Quand on m'a envoyé le lien du dernier entretien de Pascal Bruckner (pour rigoler entre amis), accordé au Figaro au lendemain des atrocités de Nice, avant toute autre chose j'ai été choqué parce que je pensais, honnêtement, qu'il était décédé.
J'ai rapidement saisi les raisons de la méprise : néoconservatisme endurci, hystérie anti-arabe, coupe de cheveux misanthrope... c'était André Glucksmann qui nous avait quittés, en effet, il y a moins d'un an ; non, Bruckner était toujours de ce monde. Et de ce Figaro, pas moins. Tout-à-fait remuant.
Mener la guerre à l'intérieur de façon préventive, choisit de titrer donc l'intervieweur en piochant dans la pléthore de pépites bushoïdes que lui offre un Bruckner décidément plus martial que jamais – plus martial que pour l’Irak, il faut le faire. C'est une règle chez tous les fanatiques : plus ça vieillit, plus ça veut voir les jeunes aller faire la guerre. Et puisque, là, il s'agirait de mener une guerre « à l'intérieur », on est bien obligé de concevoir l'éventualité d'une « guerre civile préventive », aussi loin dans l'ignominie suprémaciste que l'aurait rêvé feu Samuel Huntington. Déjà que la guerre civile et la guerre préventive font partie des pires cauchemars hérités de l'histoire contemporaine, imaginer les deux en un et appeler cela de ses vœux, le décrire dans les termes d'un projet, relève nécessairement de la perversion.

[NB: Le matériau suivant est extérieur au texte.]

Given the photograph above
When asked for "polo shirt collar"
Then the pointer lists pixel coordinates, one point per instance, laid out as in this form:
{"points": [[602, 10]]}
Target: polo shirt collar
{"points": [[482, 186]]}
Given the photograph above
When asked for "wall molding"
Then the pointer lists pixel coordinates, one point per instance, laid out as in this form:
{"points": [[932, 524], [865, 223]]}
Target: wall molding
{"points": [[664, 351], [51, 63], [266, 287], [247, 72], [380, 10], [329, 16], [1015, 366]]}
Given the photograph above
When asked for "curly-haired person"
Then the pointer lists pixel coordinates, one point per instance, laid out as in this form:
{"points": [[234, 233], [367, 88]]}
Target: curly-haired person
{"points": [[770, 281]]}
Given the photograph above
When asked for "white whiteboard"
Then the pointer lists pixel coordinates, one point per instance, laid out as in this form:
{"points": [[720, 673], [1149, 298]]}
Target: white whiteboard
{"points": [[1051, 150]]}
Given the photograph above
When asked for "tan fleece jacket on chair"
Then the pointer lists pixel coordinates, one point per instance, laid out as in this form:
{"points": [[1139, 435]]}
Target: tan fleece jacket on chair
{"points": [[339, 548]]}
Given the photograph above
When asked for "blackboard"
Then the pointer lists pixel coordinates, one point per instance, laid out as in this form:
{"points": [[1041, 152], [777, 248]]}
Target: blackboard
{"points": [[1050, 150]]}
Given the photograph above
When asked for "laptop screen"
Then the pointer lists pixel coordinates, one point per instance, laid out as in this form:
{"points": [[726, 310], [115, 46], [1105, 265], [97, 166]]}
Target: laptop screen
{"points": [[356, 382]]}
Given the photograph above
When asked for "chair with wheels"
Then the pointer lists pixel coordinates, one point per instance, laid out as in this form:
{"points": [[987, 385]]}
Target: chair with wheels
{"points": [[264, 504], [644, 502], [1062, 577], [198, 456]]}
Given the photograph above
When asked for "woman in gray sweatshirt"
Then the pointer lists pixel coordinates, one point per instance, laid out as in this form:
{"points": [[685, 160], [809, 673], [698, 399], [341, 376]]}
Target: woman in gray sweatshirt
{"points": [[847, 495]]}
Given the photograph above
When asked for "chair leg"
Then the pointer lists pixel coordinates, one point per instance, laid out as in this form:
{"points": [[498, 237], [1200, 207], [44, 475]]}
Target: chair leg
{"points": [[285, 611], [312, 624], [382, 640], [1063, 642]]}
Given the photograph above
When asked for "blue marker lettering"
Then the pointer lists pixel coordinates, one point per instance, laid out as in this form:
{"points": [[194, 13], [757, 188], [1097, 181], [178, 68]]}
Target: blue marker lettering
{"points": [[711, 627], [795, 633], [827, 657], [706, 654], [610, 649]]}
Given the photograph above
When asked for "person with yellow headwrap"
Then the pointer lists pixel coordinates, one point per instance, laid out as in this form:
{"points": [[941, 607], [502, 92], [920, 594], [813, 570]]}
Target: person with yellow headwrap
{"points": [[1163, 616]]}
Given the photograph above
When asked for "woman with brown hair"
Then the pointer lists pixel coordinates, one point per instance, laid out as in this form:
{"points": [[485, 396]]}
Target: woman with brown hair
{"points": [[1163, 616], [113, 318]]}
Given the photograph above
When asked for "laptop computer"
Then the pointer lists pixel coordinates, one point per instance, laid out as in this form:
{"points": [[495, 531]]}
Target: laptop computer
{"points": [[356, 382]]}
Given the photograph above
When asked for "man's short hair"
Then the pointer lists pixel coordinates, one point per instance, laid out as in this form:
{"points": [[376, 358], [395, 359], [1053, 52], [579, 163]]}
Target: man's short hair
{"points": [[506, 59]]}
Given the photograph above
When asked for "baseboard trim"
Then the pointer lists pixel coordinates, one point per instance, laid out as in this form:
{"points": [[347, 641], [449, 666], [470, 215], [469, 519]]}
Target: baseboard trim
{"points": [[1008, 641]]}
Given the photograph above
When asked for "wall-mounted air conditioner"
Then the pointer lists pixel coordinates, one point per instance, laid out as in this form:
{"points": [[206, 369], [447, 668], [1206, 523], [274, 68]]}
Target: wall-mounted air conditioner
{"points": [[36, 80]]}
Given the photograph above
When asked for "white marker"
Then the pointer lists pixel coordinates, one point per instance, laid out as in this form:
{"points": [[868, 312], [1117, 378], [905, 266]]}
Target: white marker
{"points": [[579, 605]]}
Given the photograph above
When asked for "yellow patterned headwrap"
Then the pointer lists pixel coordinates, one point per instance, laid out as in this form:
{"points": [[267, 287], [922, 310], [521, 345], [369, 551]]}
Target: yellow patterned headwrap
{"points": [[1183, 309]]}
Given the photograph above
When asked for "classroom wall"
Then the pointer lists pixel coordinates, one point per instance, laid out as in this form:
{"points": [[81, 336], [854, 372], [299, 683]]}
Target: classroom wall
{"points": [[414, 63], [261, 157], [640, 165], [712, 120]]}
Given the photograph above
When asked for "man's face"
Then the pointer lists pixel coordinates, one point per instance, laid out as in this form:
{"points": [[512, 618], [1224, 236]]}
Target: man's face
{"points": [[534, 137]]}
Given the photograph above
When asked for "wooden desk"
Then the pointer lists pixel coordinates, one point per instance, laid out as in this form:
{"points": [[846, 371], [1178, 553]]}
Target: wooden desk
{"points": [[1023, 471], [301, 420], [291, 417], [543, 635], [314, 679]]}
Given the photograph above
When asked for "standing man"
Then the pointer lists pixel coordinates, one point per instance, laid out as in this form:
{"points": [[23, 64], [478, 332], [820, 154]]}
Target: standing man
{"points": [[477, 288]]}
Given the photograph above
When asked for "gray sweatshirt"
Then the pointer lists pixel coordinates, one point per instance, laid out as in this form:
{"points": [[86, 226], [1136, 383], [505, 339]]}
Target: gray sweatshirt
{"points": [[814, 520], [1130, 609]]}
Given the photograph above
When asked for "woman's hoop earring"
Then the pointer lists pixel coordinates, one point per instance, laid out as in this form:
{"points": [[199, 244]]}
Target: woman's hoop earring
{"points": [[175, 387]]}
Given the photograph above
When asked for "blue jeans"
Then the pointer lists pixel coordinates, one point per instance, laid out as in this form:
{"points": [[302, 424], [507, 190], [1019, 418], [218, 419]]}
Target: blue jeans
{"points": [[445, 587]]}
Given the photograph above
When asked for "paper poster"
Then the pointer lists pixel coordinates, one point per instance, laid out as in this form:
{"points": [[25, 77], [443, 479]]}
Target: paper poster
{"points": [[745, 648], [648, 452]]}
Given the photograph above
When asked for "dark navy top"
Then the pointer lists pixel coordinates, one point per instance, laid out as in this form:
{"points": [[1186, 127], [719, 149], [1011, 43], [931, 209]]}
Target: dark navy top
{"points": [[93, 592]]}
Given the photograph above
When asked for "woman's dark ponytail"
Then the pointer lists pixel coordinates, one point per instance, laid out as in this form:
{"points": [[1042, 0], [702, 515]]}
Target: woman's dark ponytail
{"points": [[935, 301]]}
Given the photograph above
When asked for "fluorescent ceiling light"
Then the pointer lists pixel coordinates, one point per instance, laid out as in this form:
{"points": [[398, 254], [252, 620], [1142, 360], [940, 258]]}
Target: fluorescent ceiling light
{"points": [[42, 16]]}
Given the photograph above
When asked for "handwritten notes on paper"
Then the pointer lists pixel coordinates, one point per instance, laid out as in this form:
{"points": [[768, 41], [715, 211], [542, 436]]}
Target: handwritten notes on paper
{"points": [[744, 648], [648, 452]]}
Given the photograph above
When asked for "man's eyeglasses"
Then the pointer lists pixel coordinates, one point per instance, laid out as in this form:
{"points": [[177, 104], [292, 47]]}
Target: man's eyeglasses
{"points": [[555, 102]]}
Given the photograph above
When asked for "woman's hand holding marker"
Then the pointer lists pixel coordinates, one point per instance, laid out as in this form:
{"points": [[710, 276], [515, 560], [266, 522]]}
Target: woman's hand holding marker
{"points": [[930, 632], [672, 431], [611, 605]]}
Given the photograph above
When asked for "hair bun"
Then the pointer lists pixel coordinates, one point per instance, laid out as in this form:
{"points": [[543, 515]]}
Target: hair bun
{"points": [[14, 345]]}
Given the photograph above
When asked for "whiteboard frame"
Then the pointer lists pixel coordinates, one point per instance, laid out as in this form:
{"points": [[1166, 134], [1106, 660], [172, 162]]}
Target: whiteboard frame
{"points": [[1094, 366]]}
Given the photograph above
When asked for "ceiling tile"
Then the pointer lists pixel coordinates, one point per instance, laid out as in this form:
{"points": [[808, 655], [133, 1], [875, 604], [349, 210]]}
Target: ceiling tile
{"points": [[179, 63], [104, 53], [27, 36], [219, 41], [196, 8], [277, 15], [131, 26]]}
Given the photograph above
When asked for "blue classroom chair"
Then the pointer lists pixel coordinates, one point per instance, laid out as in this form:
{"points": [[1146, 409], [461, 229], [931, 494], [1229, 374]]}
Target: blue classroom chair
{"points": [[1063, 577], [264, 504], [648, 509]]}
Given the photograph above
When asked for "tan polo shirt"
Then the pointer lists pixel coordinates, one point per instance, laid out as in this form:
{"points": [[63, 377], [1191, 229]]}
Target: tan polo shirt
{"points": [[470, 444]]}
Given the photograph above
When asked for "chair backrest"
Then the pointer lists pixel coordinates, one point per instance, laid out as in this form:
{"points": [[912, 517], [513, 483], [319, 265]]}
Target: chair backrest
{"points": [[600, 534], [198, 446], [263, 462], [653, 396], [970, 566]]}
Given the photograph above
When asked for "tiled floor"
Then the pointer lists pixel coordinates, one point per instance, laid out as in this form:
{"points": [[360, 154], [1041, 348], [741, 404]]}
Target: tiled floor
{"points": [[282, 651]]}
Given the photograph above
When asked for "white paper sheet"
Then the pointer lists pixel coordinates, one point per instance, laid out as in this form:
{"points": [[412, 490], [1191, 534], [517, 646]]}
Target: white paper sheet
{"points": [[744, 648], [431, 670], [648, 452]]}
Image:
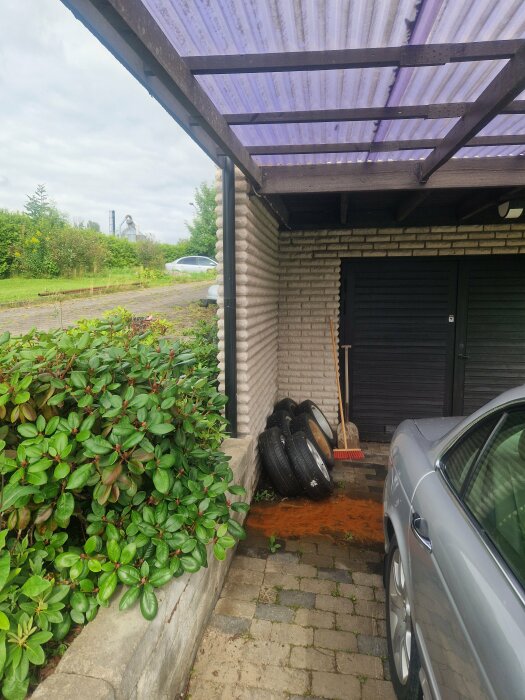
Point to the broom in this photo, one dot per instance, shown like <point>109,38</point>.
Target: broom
<point>346,453</point>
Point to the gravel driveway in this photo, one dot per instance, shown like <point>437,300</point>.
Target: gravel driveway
<point>161,300</point>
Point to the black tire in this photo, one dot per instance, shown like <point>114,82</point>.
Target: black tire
<point>282,420</point>
<point>311,408</point>
<point>305,423</point>
<point>276,463</point>
<point>309,467</point>
<point>286,405</point>
<point>404,667</point>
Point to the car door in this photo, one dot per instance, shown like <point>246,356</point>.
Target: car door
<point>468,610</point>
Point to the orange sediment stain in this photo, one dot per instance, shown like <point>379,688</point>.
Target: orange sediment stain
<point>338,515</point>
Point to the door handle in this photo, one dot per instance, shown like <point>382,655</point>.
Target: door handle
<point>419,527</point>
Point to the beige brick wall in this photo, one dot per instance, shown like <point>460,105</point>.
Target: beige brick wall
<point>309,281</point>
<point>257,307</point>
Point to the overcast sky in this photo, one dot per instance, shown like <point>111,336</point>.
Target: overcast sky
<point>73,118</point>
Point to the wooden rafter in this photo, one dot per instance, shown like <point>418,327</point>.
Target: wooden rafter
<point>379,146</point>
<point>357,114</point>
<point>509,82</point>
<point>391,175</point>
<point>395,56</point>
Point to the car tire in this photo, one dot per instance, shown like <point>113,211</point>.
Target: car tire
<point>312,409</point>
<point>286,405</point>
<point>309,466</point>
<point>282,420</point>
<point>304,423</point>
<point>403,656</point>
<point>276,463</point>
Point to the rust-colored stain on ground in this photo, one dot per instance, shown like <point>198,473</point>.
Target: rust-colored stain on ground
<point>353,518</point>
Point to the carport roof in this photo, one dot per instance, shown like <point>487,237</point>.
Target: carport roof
<point>335,95</point>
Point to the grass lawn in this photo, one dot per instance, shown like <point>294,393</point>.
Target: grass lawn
<point>17,289</point>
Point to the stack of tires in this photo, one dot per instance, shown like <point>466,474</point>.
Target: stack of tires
<point>297,449</point>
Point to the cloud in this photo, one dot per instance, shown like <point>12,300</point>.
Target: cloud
<point>73,118</point>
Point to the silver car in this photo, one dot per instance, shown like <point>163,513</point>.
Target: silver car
<point>192,263</point>
<point>454,516</point>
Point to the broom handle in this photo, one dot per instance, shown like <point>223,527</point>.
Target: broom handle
<point>332,333</point>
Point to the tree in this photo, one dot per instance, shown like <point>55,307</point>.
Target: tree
<point>203,228</point>
<point>38,205</point>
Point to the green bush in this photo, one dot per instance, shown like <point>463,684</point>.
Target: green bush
<point>111,472</point>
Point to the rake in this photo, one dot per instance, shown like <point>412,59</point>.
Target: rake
<point>346,453</point>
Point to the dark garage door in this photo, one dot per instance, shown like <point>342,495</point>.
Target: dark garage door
<point>430,337</point>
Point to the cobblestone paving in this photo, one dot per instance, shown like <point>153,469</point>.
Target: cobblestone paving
<point>307,621</point>
<point>160,300</point>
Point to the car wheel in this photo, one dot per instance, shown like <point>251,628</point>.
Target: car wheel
<point>282,420</point>
<point>306,424</point>
<point>309,466</point>
<point>312,409</point>
<point>276,463</point>
<point>403,656</point>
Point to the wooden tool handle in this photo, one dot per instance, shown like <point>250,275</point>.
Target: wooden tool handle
<point>332,333</point>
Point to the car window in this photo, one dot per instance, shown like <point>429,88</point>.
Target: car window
<point>460,458</point>
<point>495,494</point>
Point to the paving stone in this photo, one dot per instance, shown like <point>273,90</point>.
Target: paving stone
<point>315,585</point>
<point>240,692</point>
<point>315,618</point>
<point>351,590</point>
<point>335,639</point>
<point>261,629</point>
<point>334,604</point>
<point>370,608</point>
<point>275,613</point>
<point>230,625</point>
<point>380,628</point>
<point>340,575</point>
<point>274,567</point>
<point>240,562</point>
<point>299,599</point>
<point>205,690</point>
<point>367,579</point>
<point>240,591</point>
<point>317,560</point>
<point>335,686</point>
<point>300,546</point>
<point>280,559</point>
<point>379,594</point>
<point>279,580</point>
<point>265,653</point>
<point>235,608</point>
<point>355,624</point>
<point>242,576</point>
<point>292,634</point>
<point>288,680</point>
<point>312,659</point>
<point>372,645</point>
<point>378,690</point>
<point>359,665</point>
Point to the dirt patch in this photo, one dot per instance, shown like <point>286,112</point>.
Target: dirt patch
<point>353,519</point>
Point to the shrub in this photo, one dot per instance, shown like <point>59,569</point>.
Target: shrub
<point>111,472</point>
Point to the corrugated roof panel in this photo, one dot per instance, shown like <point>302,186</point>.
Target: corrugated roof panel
<point>206,27</point>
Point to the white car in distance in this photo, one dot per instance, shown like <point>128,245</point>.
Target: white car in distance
<point>192,263</point>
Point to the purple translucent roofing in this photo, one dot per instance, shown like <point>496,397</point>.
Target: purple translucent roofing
<point>214,27</point>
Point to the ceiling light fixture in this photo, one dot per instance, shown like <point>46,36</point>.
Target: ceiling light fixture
<point>511,209</point>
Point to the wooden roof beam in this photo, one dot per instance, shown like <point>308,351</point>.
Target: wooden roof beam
<point>358,114</point>
<point>392,175</point>
<point>507,84</point>
<point>394,56</point>
<point>379,146</point>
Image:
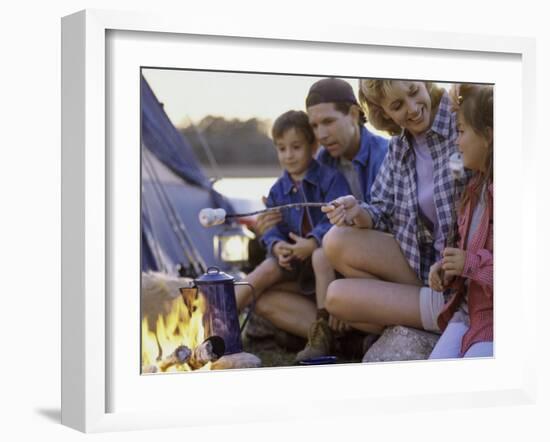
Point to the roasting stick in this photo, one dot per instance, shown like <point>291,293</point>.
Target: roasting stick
<point>212,217</point>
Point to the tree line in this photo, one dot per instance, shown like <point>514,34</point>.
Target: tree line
<point>232,142</point>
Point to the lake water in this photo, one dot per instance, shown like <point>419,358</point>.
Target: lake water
<point>245,193</point>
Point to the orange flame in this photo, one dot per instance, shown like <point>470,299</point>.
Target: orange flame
<point>183,325</point>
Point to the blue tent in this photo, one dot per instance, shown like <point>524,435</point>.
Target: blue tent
<point>174,190</point>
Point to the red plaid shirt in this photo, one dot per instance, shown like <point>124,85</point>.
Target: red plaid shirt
<point>478,269</point>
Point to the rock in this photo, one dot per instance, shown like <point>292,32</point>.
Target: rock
<point>400,343</point>
<point>237,360</point>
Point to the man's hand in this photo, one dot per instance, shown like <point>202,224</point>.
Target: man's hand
<point>303,247</point>
<point>453,261</point>
<point>342,211</point>
<point>283,252</point>
<point>266,221</point>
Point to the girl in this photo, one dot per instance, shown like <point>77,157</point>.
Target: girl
<point>467,319</point>
<point>385,248</point>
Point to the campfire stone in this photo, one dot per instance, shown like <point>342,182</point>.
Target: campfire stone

« Il va falloir choisir entre nos tabous (libertés fondamentales, accueil de l'autre) et notre propre survie... », lance le philosophe, pour expliquer un peu plus loin que « le gouvernement doit balayer l'argumentaire d'une partie de l'ultragauche qui considère que l'État est toujours coupable et que le capitalisme est l'ennemi absolu... ». En somme, le « gouvernement » serait prisonnier de l'« ultragauche » (ou, mieux encore, d'une partie de l'ultragauche) qui, de par ses obsessions anticapitalistes l'empêcherait de déclencher le génocide salutaire. Car, oui, en bon anal, Pascal Bruckner gardait le meilleur pour la fin : « Si l'État n'exerce pas la violence légitime qui est la sienne, d'autres se chargeront de le faire. (...) Il faut passer au niveau supérieur [frissons ! ndlr] dans la répression et s'inspirer de l'exemple d’Israël confronté à cette situation depuis quarante ans ».
Passons vite au « niveau supérieur », donc : Longue série de checkpoints de Barbès à Bagnolet, mur de séparation autour de la Plaine Saint-Denis, et bombardements saisonniers au phosphore blanc de ladite zone. Allez, pas de tabous, merde ! Bouygues Construction et GIM Dassault pourront faire ça en trois mois, avant même l'expiration du nouvel état d'urgence. Avec un petit effort supplémentaire, on tombera en plein dans la rentrée littéraire.
Il faut reconnaître que le contenu de l'entretien est aussi préventif que son titre : « Nous verrons fleurir dans les jours qui viennent dans Mediapart, Le Monde diplo, Politis, cette logorrhée sur la violence fondamentale de l'État (...). Cette dissonance cognitive au sein d'une fraction de la population est préoccupante ». Les médias ciblés sont, tout simplement, des médias indépendants. La préconisation sous-jacente est, quant à elle, identique à celle glissée par Manuel Valls au lendemain des atrocités de Paris : « Expliquer, c'est déjà vouloir un peu excuser ». En même temps, Bruckner prend le soin de caresser la bête dans le sens de ses poils incarnés. Ainsi, la récente tragédie serait « un pied de nez à la démonstration de force que la France voulait faire de ses armées et de sa puissance. Elle a magnifiquement défilé le matin même et montré au monde entier sa discipline et son organisation. Nous avons une des meilleures armées d'Europe... ».
Pascal Bruckner est le nouveau bijoutier de Nice. Son Uzi d'or scintille et aveugle les lecteurs terrorisés en recevant des millions de like gratuits. Ne plus réfléchir semble plus tentant que jamais. La nouvelle philosophie est près du but.